Patrick Stump was fat.
He was disgustingly, grossly, hugely, undeniably fat.
It wasn't something he could deny either. It wasn't something you could hide under a few sweaters or squeeze into that tight pair of jeans. It was just there.
It was there every time he looked in the mirror, it was there every time a stranger stared at his stomach, it was there when he stepped on the scales each night.
He'd tried everything, from throwing up to the latest diet pills. Heck, he'd even tried exercise, but nothing worked.
But Patrick's perception was a little warped to say the least.
Pete Wentz is Patrick Stump's best friend.
He tried to tell Patrick about how skinny he was. He tried to tell him about how the bone was starting to show, about how he could see his ribs, about how fucked up this was.
But alas, Pete Wentz isn't known for being the bravest of souls. He isn't known for much really, other than that time he ran round the field naked for a dare, but that doesn't really count because Andy made him do it.
But Pete Wentz knows things. Not relevant things, like A + 410 + bc = 693, or how the water cycle works, he is a self-proclaimed underachiever (not that he even knew what self-proclaimed ment), but he knew things about Patrick Stump.
He knew Patrick hated himself, he knew that Patrick was far too skinny, he knew that Patrick probably has an eating disorder, he knew that, despite all this, he was desperately in love with Patrick Stump.
But Patrick Stump wasn't a telepath, so these thoughts went on unnoticed.
Patrick went on thinking he was fat and Pete went on thinking about what dog food tastes like, and about how madly in love he was with Patrick.
But one day, after speaking to the schools resident fairy god fag, Ray Toro, and the schools resident cockblock, Mikey Way (who happened to be dating each other), he decided to confess his love to Patrick.
So off he went, oblivious to what was going on in the toilets. (A drug deal featuring Bob and Joe but that's beside the pot, I mean point.)

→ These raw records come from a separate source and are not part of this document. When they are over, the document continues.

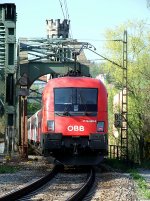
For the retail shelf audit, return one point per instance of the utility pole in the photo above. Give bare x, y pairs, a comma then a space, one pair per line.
124, 107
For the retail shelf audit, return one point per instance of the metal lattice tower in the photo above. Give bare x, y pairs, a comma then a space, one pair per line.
8, 68
124, 127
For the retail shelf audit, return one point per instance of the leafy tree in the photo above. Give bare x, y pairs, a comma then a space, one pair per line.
138, 80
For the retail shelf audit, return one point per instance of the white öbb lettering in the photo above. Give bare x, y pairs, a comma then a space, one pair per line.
75, 128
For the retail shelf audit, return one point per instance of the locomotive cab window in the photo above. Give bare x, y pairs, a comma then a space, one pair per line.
76, 101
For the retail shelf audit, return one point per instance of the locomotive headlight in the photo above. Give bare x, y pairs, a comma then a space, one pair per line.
100, 126
50, 125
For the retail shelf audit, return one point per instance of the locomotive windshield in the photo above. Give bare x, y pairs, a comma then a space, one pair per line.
76, 101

Then again, he was also oblivious to the fact that Patrick already knew about how deeply Pete was infatuated was with him.
And that made Patrick feel kinda... fuzzy. (Probably just indigestion.) It made him feel loved and wanted and a little less shitty. And because Patrick here isn't your typical white boy with unrealistic self esteem issues (his were highly realistic for your information) he decided, 'hey, he's a nice guy, why don't we date?'
And that's what your brain is for kids.
So Patrick sat under the cork tree and waited for Pete to come and find him. (Because Pete clearly tops so he's gotta work for Patrick's sweet bootay)

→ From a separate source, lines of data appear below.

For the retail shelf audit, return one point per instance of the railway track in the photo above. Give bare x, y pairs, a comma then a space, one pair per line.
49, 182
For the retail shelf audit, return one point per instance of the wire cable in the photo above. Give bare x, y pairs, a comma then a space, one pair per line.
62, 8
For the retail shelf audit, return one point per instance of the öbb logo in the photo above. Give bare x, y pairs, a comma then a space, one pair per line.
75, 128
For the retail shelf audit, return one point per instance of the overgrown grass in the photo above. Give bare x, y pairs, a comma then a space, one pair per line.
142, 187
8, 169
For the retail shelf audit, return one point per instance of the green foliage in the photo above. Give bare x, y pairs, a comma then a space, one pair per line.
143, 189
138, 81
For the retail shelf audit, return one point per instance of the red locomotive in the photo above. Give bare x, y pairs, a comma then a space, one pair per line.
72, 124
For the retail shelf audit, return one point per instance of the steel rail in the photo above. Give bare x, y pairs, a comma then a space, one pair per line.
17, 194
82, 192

Now, Pete had checked the whole school and was about to give up when he saw Patrick under the cork tree. And he thought 'hey, that's a good album title for my future band!' So he wrote it down and walked over to Patrick.
"Hey Pat."
"Hey Pete."
Pete sighed, Patrick 'cockblock' Stump wasn't making this easy for him. So he got an unusually intelligent idea (for his standards anyway). He sprinkled seamen on the ground and summoned the sassy, fabulous diva that is Gerard Way.
Gee struck a sassy pose and said in his most ghetto voice:
"Hey sweet cheeks, make it quick, I'm in the middle of giving Frankie a blowie."
So Pete asked him if he could borrow a breath mint because he had just eaten a triple garlic pizza with pepperoni and hot sauce.
"Sure thing sugar!" Gerard then decended back to hell and finished giving Frank his bj. (He swallowed because spitters are quitters.)
So Pete ate the breath mint and leaned in to kiss Patrick.
They kissed, swapped saliva, exchanged bacteria, cleaned each other's teeth.
How many more ways can ya fuckin say it?
Idek, do I look like I have a degree in eroti- I mean literature.
Let's just say it was good, ok?
Anywhore, after they had finished... kissing....
They stared into each others eyes.
Then Pete blinked and ruined the moment.
And Patrick licked his eyeballs because he's secretly a lizard, shh, don't tell anyone.
So Patrick awkwardly asked if they were dating because that's how they do it in this here town.
And Pete said yeah, sure.
And then a wild Brendon Urie appeared, along with a wild Ryan Ross and relitively tame Dallon Weekes. But then that all went to shit because Ryan and Dallon started fighting over who got to date Brendon.
But they ended up having a threesome anyway so it's all good. (But Dallon later on started dating Spencer and Ryan and Brendon got married and started an Mpreg fic).
And then they went home and had some nice, vanilla buttsecks because that's how they (save) (rock) (and) roll.
Le end.
Hope you enjoyed! I decided to do something different today. ^-^ but anywhore, stay sassy!